Ungkap TPPO, Wisata Seks ‘Halal’ di Puncak Jangan Dianggap Selesai

0

Pelita.online – Prostitusi terselubung melalui kawin kontrak di kawasan Puncak, Cisarua, Kabupaten Bogor, Jawa Barat rupanya disinyalir aparat sebagai wisata seks ‘halal’. Praktik ilegal yang merupakan tindak pidana perdagangan orang (TPPO) itu sudah beberapa kali diungkap pihak kepolisian. Namun, wisata seks ‘halal’ itu jangan dianggap sudah tuntas.

Gabriel Goa selaku Koordinator Kelompok Kerja Melawan Perdagangan Manusia (Pokja MPM) memberi apresiasi atas upaya kepolisian dalam mengungkap TPPO tersebut.

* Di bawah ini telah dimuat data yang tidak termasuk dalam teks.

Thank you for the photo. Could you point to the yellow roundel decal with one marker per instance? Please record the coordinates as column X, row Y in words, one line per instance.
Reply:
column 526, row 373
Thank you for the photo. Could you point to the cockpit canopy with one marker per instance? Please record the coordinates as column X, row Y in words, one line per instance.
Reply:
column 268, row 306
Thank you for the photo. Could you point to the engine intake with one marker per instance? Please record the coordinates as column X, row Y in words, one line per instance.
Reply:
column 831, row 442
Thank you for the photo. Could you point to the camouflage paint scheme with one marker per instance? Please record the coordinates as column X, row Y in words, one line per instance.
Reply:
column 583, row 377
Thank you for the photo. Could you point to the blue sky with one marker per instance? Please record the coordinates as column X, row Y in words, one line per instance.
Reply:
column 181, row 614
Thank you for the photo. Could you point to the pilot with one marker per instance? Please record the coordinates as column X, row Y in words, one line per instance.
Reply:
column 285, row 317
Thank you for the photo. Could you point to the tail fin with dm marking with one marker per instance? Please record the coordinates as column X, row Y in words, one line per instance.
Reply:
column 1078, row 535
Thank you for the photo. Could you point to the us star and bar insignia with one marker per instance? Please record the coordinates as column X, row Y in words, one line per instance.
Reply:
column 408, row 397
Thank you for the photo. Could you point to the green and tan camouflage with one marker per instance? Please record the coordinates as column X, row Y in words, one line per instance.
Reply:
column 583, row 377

Praktik TPPO harus diberantas dan jangan sampai menjadikan manusia Indonesia sebagai budak perdagangan.

“Prostitusi terselubung dengan TPPO itu harus diberantas terus oleh berbagai pihak. Meskipun sangat sistematis alias merupakan sebuah gerakan mafia, tindakan itu harus dicegah,” jelasnya.

Di sisi lain, lanjut dia, citra yang dibangun bahwa prostitusi itu sebagai wisata seks ‘halal’ juga harus dihapus. Hal itu seolah-olah menunjukkan kepada dunia luar bahwa Indonesia, khususnya Bogor atau Jawa Barat, menghalalkan praktik prostitusi tersebut.

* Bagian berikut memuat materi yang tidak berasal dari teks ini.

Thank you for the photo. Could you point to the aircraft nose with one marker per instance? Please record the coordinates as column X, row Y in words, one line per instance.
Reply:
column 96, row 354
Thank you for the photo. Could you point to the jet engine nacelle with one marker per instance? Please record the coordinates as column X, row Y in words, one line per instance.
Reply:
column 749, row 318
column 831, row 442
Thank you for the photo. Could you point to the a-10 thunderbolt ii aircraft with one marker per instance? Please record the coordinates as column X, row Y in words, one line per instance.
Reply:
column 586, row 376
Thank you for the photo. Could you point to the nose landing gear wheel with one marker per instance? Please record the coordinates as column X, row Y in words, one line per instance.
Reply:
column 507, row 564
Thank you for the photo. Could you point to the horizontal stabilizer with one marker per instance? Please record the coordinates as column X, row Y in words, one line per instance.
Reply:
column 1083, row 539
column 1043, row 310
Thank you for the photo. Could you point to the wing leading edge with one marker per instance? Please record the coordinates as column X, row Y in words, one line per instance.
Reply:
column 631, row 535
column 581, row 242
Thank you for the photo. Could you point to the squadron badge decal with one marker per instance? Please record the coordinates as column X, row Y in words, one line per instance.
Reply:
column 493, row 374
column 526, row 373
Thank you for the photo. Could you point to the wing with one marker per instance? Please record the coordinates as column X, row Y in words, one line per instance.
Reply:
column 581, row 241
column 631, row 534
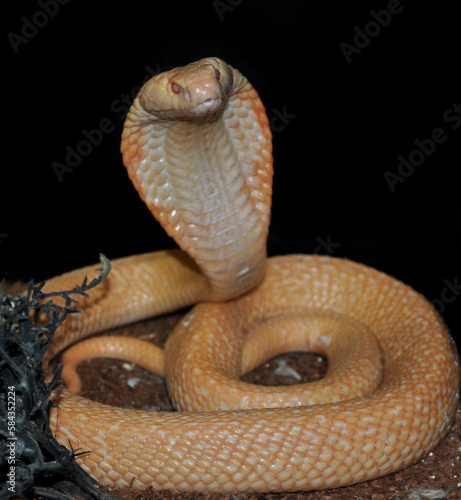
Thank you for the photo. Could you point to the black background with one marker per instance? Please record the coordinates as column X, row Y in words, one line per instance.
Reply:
column 346, row 123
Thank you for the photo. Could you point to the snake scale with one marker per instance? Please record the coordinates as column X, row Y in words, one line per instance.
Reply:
column 197, row 147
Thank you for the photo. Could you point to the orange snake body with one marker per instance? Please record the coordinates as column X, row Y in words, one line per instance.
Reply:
column 197, row 147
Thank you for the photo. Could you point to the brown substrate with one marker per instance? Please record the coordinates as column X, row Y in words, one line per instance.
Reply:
column 116, row 383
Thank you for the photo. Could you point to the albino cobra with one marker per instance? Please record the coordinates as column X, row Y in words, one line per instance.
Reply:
column 197, row 147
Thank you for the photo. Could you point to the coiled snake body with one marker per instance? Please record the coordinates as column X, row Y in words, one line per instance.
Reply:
column 197, row 147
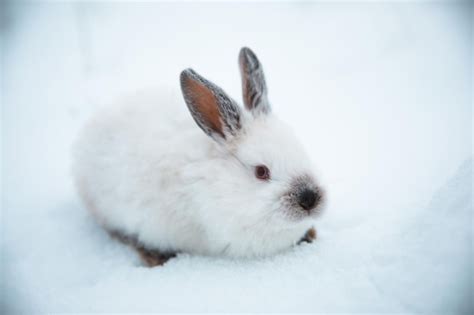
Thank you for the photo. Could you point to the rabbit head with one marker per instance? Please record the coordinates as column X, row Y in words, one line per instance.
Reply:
column 261, row 179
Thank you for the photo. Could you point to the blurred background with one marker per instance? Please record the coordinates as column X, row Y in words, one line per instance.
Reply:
column 379, row 92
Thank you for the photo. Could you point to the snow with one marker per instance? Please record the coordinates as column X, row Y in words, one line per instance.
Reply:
column 381, row 94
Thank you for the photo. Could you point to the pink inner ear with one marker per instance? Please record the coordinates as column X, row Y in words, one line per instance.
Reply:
column 205, row 104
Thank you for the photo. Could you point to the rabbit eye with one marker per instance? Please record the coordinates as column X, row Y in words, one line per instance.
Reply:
column 262, row 172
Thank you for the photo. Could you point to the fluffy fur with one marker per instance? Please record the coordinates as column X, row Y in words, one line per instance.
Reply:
column 145, row 169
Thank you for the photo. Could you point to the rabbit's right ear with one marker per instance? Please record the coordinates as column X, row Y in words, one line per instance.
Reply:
column 254, row 88
column 215, row 113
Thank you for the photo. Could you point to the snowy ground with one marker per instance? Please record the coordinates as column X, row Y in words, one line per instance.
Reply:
column 381, row 94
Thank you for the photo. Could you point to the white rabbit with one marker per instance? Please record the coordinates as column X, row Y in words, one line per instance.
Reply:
column 242, row 188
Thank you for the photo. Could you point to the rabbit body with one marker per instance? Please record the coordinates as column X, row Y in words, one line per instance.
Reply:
column 145, row 169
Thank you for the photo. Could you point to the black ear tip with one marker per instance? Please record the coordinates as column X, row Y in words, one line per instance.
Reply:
column 189, row 74
column 247, row 53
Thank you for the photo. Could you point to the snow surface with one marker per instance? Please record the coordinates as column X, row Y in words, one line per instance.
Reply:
column 381, row 94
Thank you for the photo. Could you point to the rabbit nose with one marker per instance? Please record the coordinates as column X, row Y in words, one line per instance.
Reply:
column 308, row 199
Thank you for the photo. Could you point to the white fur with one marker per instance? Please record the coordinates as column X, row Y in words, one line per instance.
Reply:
column 144, row 168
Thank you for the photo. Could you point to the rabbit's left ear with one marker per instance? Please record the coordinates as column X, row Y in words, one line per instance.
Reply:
column 254, row 88
column 214, row 112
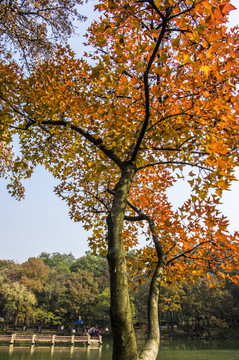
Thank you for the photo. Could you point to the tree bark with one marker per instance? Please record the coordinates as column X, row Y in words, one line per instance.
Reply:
column 124, row 341
column 150, row 350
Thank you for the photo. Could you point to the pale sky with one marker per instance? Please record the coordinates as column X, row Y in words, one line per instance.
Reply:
column 40, row 222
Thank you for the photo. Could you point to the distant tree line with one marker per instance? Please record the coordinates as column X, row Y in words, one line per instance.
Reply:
column 55, row 290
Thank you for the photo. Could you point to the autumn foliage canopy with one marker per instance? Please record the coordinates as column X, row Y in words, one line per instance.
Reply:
column 157, row 94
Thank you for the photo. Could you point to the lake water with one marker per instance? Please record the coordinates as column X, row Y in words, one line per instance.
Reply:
column 169, row 350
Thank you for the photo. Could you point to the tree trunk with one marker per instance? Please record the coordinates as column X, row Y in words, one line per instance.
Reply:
column 124, row 341
column 150, row 350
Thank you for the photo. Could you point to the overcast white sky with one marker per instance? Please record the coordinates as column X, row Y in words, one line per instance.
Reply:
column 41, row 222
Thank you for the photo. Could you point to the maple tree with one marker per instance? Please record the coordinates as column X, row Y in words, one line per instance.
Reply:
column 32, row 27
column 156, row 100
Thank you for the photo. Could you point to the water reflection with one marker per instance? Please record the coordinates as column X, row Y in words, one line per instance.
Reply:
column 196, row 349
column 22, row 353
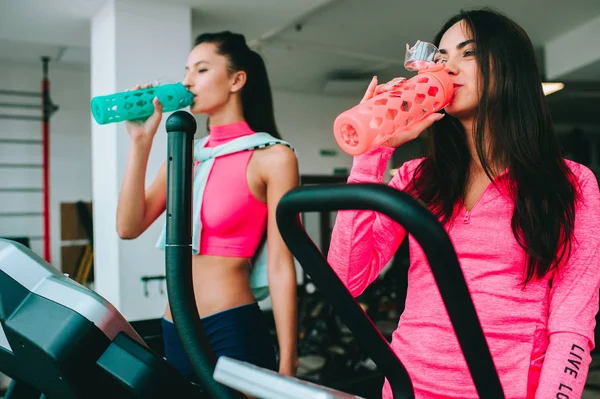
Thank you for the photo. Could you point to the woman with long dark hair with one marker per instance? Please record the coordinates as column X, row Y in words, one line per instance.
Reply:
column 235, row 193
column 523, row 221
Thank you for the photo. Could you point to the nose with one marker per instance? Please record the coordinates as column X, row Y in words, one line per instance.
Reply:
column 187, row 81
column 452, row 67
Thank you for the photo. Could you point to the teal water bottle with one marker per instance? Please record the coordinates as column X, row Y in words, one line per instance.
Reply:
column 137, row 104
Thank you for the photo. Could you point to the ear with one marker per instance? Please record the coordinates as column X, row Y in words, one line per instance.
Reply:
column 238, row 81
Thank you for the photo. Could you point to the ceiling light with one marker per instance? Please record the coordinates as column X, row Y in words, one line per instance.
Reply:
column 551, row 87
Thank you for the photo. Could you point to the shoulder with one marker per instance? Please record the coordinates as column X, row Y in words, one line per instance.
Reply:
column 277, row 157
column 583, row 175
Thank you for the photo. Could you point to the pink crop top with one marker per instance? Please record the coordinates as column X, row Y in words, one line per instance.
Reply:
column 233, row 220
column 540, row 336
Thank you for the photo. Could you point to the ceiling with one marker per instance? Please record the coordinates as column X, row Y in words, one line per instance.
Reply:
column 325, row 47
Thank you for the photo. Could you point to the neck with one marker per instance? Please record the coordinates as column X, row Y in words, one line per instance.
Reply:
column 230, row 113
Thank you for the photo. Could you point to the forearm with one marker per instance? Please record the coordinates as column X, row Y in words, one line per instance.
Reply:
column 285, row 308
column 363, row 241
column 565, row 367
column 131, row 203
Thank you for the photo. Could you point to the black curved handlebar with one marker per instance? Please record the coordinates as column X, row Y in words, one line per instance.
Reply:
column 181, row 127
column 433, row 239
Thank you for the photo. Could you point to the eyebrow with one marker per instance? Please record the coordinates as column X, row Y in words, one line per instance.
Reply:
column 196, row 64
column 459, row 46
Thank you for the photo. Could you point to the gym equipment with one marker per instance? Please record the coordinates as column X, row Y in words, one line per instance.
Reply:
column 48, row 108
column 137, row 104
column 376, row 120
column 405, row 210
column 63, row 341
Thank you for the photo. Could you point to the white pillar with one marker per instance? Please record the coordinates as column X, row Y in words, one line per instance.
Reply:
column 132, row 42
column 575, row 55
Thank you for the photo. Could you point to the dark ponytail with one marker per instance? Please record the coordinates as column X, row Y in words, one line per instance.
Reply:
column 257, row 100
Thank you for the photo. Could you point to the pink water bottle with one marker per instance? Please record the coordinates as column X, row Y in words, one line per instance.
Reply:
column 375, row 121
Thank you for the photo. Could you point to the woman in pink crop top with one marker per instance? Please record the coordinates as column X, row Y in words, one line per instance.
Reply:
column 240, row 196
column 523, row 220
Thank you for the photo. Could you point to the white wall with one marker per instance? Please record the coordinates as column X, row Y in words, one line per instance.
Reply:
column 70, row 148
column 304, row 120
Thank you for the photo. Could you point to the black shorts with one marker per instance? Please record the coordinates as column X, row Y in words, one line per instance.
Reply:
column 240, row 333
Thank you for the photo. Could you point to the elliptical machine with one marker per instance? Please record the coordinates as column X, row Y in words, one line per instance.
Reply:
column 261, row 383
column 60, row 340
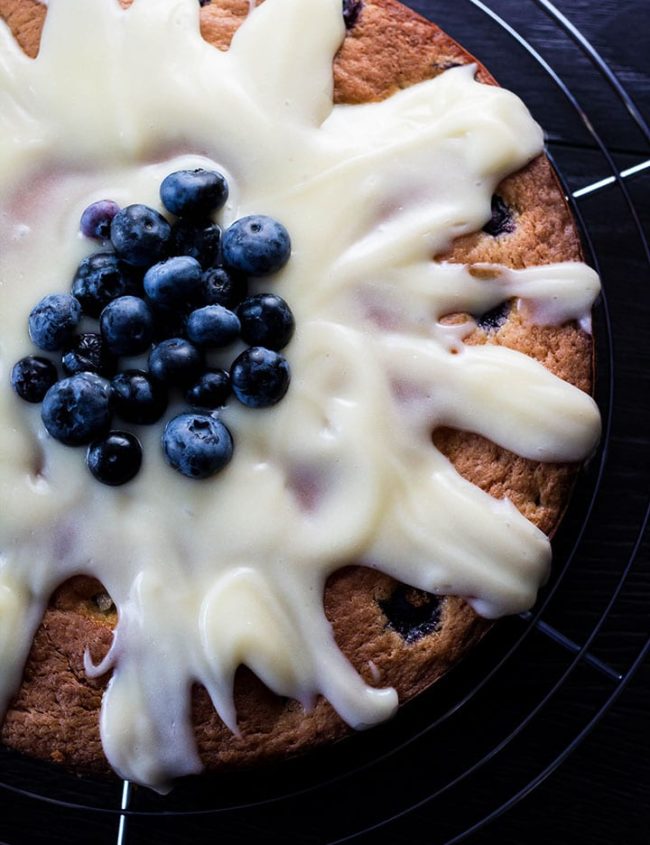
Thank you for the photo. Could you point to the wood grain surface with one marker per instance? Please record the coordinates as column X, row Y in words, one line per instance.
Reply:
column 599, row 794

“Bukan saja menghapus citra tersebut karena sudah terlanjur beredar di media sosial, tetapi juga membasmi hingga ke akar masalahnya. Bagaimana mungkin tindakan asusila dianggap sebagai sesuatu yang halal dan sekaligus ada unsur TPPO,” tegasnya kepada SP belum lama ini.

Pada pertengahan Februari lalu, video testimoni wisata seks ‘halal’ Puncak Bogor dikabarkan beredar hingga dunia internasional. Berawal dari video itulah, Bareskrim Polri telah mengungkap kasus TPPO.
Karo Penmas Mabes Polri Brigjen Argo Yuwono saat itu menjelaskan terbongkarnya kasus TPPO ini berawal dari beredarnya video testimoni wisata seks ‘halal’ Puncak Bogor. Menurut Argo video tersebut beredar di Youtube dengan Bahasa Inggris.
Dalam video, lanjut Argo, seseorang menawarkan adanya wisata seks halal di Puncak Bogor.

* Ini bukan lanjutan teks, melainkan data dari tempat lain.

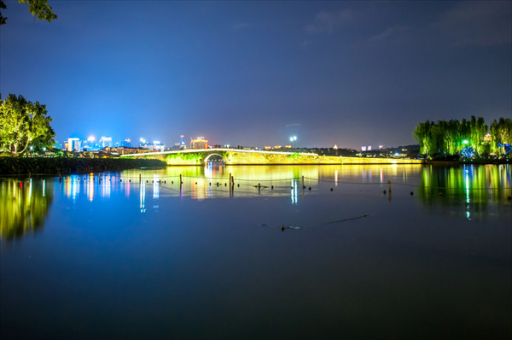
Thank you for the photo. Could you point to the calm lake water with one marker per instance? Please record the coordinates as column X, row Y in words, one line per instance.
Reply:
column 84, row 259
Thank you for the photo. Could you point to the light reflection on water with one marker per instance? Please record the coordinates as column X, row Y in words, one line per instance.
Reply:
column 169, row 257
column 434, row 185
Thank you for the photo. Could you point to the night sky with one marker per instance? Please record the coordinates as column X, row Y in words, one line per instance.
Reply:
column 256, row 73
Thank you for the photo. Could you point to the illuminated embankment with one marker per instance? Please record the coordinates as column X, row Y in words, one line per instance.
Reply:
column 253, row 157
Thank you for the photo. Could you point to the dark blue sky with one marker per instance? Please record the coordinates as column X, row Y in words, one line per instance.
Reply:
column 239, row 72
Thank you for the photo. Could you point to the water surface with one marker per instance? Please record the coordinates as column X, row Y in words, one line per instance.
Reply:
column 83, row 258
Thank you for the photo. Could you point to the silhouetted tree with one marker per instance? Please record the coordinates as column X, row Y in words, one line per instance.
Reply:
column 38, row 8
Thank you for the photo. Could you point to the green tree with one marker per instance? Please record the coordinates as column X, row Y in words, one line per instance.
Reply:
column 23, row 123
column 38, row 8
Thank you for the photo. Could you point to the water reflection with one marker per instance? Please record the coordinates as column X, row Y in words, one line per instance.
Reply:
column 24, row 206
column 474, row 184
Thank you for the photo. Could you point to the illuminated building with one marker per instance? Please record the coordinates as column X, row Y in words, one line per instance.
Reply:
column 157, row 146
column 74, row 144
column 199, row 143
column 105, row 142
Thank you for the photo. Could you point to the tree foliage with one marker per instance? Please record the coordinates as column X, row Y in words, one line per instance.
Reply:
column 23, row 123
column 451, row 137
column 38, row 8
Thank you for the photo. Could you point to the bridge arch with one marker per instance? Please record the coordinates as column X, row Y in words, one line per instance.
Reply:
column 213, row 154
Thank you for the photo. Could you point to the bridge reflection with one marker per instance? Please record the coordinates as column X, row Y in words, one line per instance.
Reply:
column 24, row 203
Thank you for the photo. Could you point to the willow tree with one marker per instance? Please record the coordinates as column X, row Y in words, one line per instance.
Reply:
column 478, row 131
column 23, row 123
column 421, row 133
column 501, row 133
column 40, row 9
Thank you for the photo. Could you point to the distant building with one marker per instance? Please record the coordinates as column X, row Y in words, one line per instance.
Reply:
column 199, row 143
column 74, row 144
column 105, row 142
column 157, row 146
column 127, row 143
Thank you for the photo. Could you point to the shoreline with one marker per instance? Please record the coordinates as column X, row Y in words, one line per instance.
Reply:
column 56, row 166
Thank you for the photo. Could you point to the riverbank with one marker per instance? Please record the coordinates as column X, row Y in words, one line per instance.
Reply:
column 11, row 165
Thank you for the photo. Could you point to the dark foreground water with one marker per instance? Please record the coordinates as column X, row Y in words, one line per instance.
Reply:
column 83, row 259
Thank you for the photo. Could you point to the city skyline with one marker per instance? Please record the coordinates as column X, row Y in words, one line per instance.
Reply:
column 344, row 73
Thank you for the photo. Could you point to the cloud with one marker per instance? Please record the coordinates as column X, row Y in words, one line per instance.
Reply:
column 394, row 33
column 475, row 23
column 328, row 21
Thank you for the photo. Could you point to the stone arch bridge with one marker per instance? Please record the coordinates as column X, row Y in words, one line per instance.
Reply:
column 260, row 157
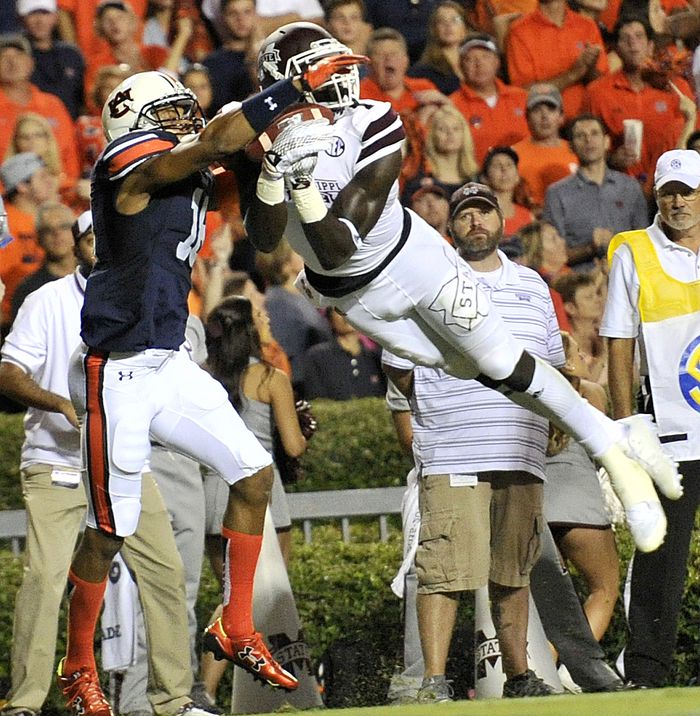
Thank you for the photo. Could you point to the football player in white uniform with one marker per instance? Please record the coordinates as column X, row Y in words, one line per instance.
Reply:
column 398, row 282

“Video ini beredar ke internasional bahkan ada testimoninya dari para korban dan pelaku‎,” katanya saat itu.
Polisi kemudian melakukan penyelidikan dan hasilnya telah menangkap lima orang dengan inisial DO, OK, NN, HS dan AA. Kelima tersangka itu memiliki peran berbeda-beda.

Argo mengatakan NN dan OK berperan sebagai penyedia perempuan. Setelah semua tersedia, DO berperan untuk membawa korban untuk di-booking. Sedangkan AA berperan untuk pemesanan dan membayar perempuan untuk di-booking.

Direktur Tindak Pidana Umum Bareskrim Polri Brigjen Ferdi Sambo mengatakan para tersangka menggunakan modus melalui booking out kawin kontrak dan short time.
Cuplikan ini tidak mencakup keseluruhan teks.